# Western solonoid wiring??



## BAYDOG (Nov 27, 2004)

I have an older Western Plow with the cable operated joy stick. My question is, how do thw wires hook up to the 4 post selonoid?? and how do the wires off the pump figure in there?? Please help. I need to get this hooked up. I got the plow for free, but no diagrams for the wires. Awsome site too!!!


----------



## sonjaab (Jul 29, 2001)

Baydog....... Go to http://www.westernplows.com They have a publications
section. That might have the wiring diagrams for you.

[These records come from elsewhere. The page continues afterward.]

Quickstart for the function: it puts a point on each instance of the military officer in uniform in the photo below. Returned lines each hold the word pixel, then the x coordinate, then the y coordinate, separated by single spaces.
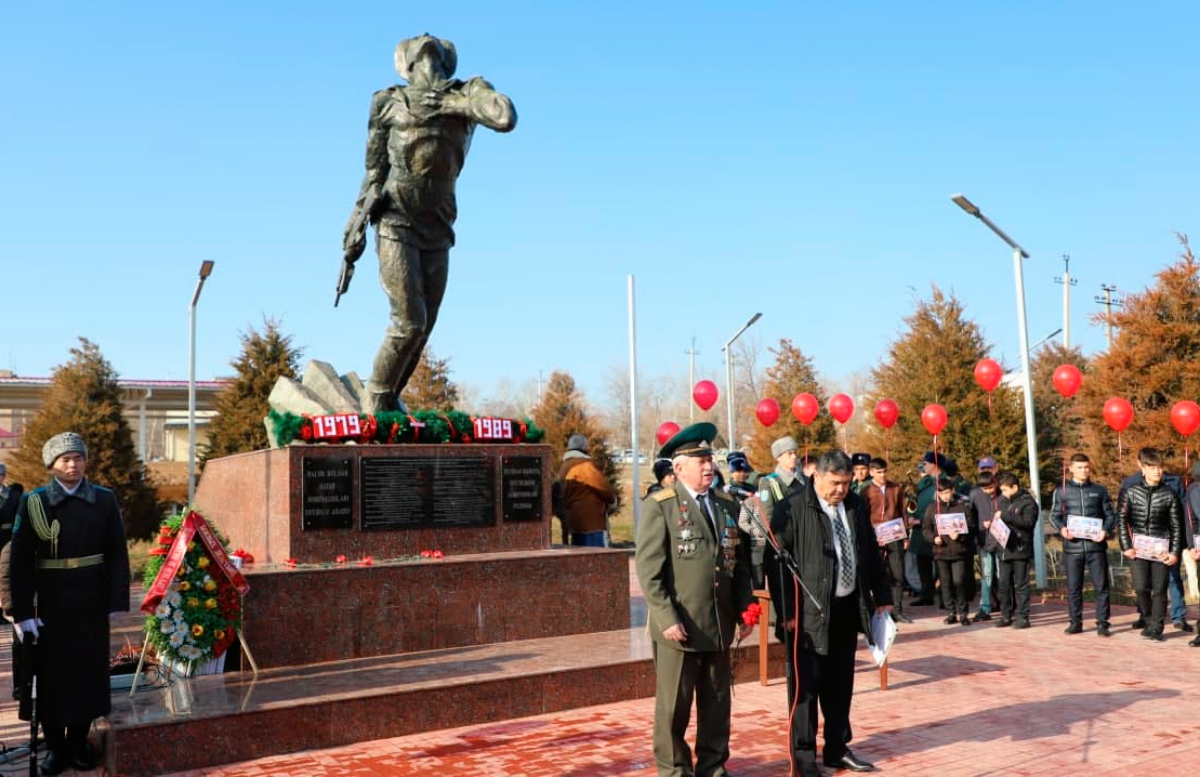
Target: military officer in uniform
pixel 694 565
pixel 69 571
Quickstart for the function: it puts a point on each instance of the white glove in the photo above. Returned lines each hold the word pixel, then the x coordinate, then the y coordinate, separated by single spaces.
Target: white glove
pixel 29 626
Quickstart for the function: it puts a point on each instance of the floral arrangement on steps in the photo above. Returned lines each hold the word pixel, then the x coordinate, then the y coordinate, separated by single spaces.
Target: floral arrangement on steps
pixel 193 591
pixel 421 426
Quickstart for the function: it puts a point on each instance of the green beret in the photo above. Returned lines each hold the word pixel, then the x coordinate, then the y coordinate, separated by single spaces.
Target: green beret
pixel 691 440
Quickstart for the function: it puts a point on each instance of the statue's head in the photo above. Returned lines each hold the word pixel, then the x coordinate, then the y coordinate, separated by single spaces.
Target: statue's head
pixel 441 50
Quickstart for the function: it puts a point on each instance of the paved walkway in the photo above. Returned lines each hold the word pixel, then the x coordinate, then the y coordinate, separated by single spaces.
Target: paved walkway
pixel 963 700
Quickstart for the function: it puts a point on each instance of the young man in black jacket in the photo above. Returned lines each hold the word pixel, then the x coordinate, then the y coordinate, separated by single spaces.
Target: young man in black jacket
pixel 1019 512
pixel 1080 497
pixel 1151 510
pixel 953 550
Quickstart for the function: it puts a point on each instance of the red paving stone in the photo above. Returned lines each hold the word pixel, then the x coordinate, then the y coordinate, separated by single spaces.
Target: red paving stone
pixel 977 700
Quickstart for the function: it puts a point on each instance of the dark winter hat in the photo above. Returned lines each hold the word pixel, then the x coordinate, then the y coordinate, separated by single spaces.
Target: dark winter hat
pixel 784 445
pixel 934 458
pixel 691 440
pixel 60 444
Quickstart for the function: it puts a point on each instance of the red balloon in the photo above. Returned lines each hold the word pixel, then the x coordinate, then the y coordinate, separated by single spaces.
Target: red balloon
pixel 805 408
pixel 988 374
pixel 841 408
pixel 1067 380
pixel 767 411
pixel 887 413
pixel 1186 417
pixel 1117 414
pixel 934 417
pixel 705 393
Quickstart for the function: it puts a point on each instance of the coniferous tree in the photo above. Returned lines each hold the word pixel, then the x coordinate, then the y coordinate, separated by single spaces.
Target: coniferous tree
pixel 934 362
pixel 238 427
pixel 791 374
pixel 562 413
pixel 1152 363
pixel 430 386
pixel 84 397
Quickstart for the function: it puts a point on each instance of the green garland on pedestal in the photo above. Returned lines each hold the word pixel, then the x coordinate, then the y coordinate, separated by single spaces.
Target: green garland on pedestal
pixel 420 426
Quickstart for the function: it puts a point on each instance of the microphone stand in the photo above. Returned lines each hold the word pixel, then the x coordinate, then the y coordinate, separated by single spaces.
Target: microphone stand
pixel 783 556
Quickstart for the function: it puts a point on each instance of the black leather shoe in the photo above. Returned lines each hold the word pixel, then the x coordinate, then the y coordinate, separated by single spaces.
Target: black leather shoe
pixel 84 759
pixel 55 763
pixel 851 762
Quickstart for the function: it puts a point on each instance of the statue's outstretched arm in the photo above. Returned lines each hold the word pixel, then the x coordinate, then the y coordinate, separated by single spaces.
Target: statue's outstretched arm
pixel 489 107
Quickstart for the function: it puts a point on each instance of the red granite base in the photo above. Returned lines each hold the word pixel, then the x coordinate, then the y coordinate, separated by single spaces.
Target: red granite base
pixel 226 718
pixel 256 499
pixel 312 615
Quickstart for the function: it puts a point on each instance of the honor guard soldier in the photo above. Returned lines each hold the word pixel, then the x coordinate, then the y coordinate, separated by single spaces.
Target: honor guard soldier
pixel 694 566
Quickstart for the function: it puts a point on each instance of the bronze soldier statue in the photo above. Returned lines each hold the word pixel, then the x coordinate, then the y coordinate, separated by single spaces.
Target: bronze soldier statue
pixel 418 137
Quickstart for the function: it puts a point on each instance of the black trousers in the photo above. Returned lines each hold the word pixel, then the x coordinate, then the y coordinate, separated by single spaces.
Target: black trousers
pixel 1098 566
pixel 925 571
pixel 1150 585
pixel 827 681
pixel 1014 580
pixel 954 584
pixel 893 565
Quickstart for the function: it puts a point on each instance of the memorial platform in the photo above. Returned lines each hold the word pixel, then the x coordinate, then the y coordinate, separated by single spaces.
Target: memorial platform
pixel 221 718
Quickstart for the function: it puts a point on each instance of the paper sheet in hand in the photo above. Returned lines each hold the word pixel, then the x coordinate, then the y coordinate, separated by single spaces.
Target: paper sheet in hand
pixel 1000 530
pixel 1151 548
pixel 952 523
pixel 891 531
pixel 883 633
pixel 1085 528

If not somebody will chime in to help ya !


----------



## BAYDOG (Nov 27, 2004)

I'll check that, thank you.


----------



## BAYDOG (Nov 27, 2004)

Yup, that page was the ticket!! Got the whole manuel that I needed. Thanks a bunch :waving:


----------



## sonjaab (Jul 29, 2001)

BAY......Make sure you get a Western solenoid. You prob. have a Ford one.
They will work in a pinch but can't handle the plowing loads as I had one of those units. The Western unit will only have 1 smalll post for the joystick control and 2 big ones for the battery and power to the plow motor cable.


----------



## johnk5092 (Jan 2, 2006)

The Western Website is not working can somebody send me the wiring diagram for the western pump i am having the same problem as baydog


----------



## #1 plowtech (Dec 8, 2001)

Actually, western does have a four post relay for conventional plow.

Johnk5o92- here is the link-http://www.westernplows.com/pdfs/13359_120503.pdf

if you need the 3 post info., reply back

good luck , PT.


----------